Scott Alexander Scheffler (born June 21, 1996) is an American professional golfer who plays on the PGA Tour. He is the current world number one, first reaching the position in the Official World Golf Ranking in March 2022 and has held the ranking for a cumulative 32 weeks. He has won one major championship, the 2022 Masters Tournament. He also won the 2023 Players Championship.

Early life
Scheffler was born in Ridgewood, New Jersey on June 21, 1996. His father, Scott, grew up in Englewood Cliffs, New Jersey, and attended St. Cecilia High School in Englewood. His mother, Diane, grew up in Park Ridge, New Jersey. Scheffler is the only boy among four siblings. His sisters are named Callie, Molly and Sara. The family lived in Montvale, New Jersey, until Scheffler was aged six, when they moved to Dallas, Texas, in the wake of the September 11 attacks. Scheffler's father was a stay-at-home dad, while his mother worked as a chief operating officer at the law firm Thompson & Knight.

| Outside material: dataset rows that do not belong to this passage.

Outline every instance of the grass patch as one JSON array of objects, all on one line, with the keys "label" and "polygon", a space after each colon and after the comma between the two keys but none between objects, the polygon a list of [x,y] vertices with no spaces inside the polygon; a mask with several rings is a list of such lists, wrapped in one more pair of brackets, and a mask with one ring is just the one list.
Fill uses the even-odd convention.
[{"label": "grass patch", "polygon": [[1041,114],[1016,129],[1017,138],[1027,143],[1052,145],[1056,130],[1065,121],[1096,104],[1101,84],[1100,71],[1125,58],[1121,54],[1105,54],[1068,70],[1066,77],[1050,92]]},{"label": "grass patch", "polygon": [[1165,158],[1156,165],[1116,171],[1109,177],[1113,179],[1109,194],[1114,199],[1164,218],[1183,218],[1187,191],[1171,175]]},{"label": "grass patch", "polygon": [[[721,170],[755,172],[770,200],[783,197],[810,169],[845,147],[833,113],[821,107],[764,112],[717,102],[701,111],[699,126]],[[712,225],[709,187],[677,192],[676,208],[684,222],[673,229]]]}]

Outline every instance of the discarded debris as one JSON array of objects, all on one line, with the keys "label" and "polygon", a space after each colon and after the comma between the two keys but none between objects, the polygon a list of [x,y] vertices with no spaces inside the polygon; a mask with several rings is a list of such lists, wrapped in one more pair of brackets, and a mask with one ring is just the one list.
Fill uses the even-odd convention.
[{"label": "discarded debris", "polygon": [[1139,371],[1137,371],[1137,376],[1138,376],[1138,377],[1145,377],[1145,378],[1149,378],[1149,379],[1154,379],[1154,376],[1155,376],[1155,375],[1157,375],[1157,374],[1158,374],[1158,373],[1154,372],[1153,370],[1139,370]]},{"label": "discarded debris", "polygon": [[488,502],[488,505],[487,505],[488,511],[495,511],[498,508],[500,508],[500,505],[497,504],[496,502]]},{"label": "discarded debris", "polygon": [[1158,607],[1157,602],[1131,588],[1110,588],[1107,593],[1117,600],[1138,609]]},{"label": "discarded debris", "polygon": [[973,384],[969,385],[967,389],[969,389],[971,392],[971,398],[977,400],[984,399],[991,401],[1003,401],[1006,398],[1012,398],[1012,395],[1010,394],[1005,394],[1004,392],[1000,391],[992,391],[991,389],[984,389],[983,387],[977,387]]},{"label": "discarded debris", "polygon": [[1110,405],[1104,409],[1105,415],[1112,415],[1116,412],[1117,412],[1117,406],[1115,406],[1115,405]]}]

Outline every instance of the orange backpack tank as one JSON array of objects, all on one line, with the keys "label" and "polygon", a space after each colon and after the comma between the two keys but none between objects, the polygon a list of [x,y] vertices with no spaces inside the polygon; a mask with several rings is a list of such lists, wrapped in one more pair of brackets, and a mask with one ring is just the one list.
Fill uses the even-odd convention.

Scheffler's interest in golf began at age three, when his parents gave him a set of plastic clubs and ball. After the move to Dallas, he received tutelage at the Royal Oaks Golf Club under instructor Randy Smith, who coached Justin Leonard to a victory at The Open Championship in 1997. Scheffler had prolific success at the youth level, and won 75 times on the PGA junior circuit, competing against the likes of fellow Dallas-area native Will Zalatoris.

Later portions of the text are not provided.